Dubai's Arabtec to Build 1 Million Egyptian Homes

Residential News » Middle East and Africa Residential News Edition | By WPJ Staff | March 10, 2014 10:18 AM ET



Arabtec Holding has signed a $40 billion deal with Egypt to construct one million middle-income homes in various locations throughout Egypt. 

Under the agreement, Arabtec Real Estate, a recently formed subsidiary, will develop one million housing units in thirteen locations, delivered in phases over a span of five years, according to a company announcement. 

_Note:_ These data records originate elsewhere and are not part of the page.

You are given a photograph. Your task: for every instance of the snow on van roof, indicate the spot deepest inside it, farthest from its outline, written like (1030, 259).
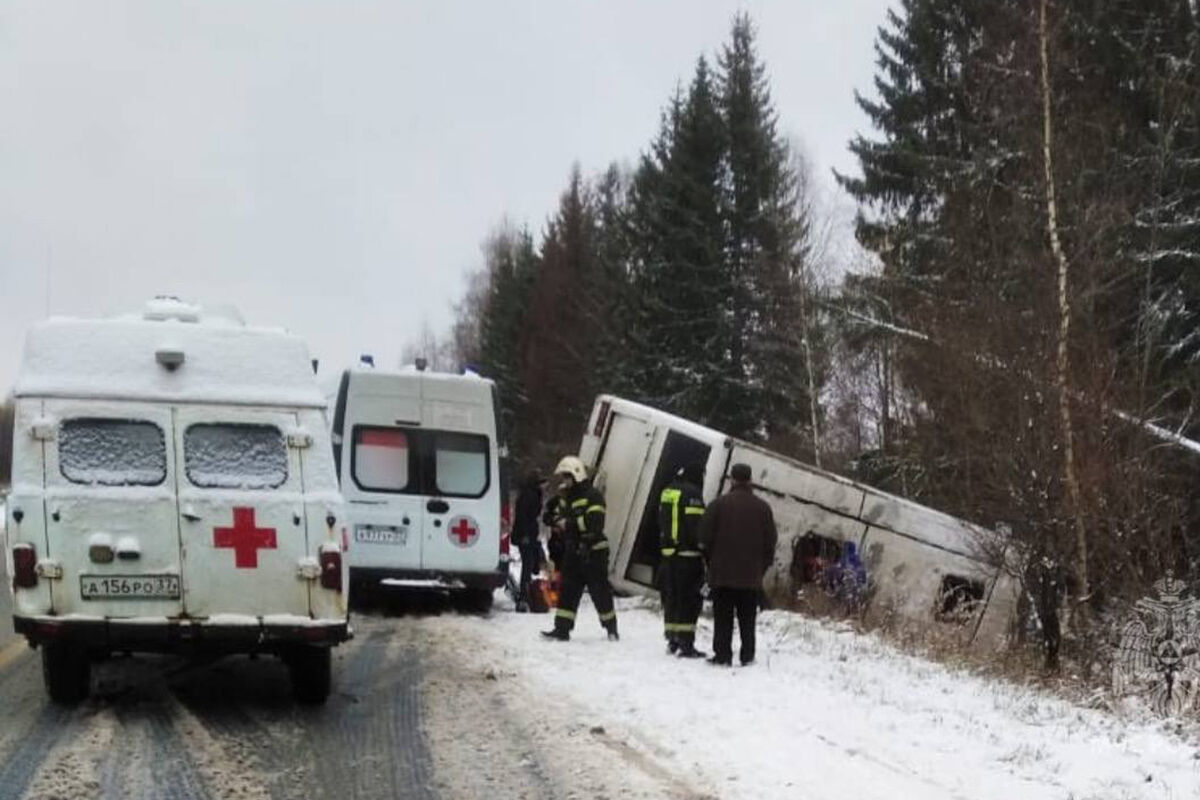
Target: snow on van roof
(173, 352)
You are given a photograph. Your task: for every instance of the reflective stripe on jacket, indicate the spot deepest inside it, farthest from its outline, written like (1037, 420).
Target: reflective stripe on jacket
(681, 509)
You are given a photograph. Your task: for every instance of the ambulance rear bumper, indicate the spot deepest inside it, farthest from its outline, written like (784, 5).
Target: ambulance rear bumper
(426, 579)
(180, 635)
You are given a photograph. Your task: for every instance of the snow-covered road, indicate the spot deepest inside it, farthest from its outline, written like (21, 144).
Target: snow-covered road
(450, 707)
(825, 713)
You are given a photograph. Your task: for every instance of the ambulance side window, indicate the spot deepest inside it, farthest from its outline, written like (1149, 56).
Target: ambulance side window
(112, 452)
(235, 456)
(384, 459)
(461, 464)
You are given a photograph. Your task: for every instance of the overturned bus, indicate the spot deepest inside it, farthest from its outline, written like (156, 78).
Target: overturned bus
(923, 565)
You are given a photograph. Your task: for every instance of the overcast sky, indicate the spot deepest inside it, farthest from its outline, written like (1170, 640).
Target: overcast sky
(331, 167)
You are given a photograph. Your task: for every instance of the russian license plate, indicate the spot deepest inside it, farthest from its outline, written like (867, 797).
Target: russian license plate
(381, 535)
(129, 587)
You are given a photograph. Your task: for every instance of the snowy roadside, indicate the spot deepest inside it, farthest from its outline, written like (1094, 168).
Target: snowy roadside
(826, 713)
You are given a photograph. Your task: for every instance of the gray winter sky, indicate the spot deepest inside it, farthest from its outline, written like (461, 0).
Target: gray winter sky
(333, 166)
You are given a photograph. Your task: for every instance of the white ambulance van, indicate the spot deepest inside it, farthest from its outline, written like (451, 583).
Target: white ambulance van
(173, 492)
(418, 456)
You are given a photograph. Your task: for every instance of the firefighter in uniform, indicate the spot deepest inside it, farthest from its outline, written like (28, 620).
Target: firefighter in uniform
(585, 551)
(682, 569)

The value of the overall development is EGP280 billion ($40 billion). The majority of the funding will come from Egyptian and foreign banks, the company said.  

The overall land area for the developments -- which will have residential communities with schools, hospitals, parks and places of worship -- covers 160 million square meters, of which 149 million square meters will be in Cairo. 

Construction is expected to begin during the third quarter of this year, with the first units delivered in early 2017 and the final ones delivered before 2020.

"We believe the Egyptian economy is poised for a significant rebound, particularly with the current governmental policies geared towards encouraging investment in the property development sector," Hasan Abdullah Ismaik, managing director and CEO of Arabtec Holding, said in the announcement. "The Egyptian market holds high potential, particularly in the affordable housing sector, and we are determined to take advantage of these opportunities by launching a number of projects that will help meet the ever-mounting demand for housing units in Egypt."

Other construction projects for UAE-based Arabtec include the world's tallest building, the Burj Khalifa in Dubai, and Abu Dhabi landmark, the Emirates Palace Hotel. 

Last week the company announced it had won a $282.33 million contract to build more than 1,500 townhomes from Emaar Properties.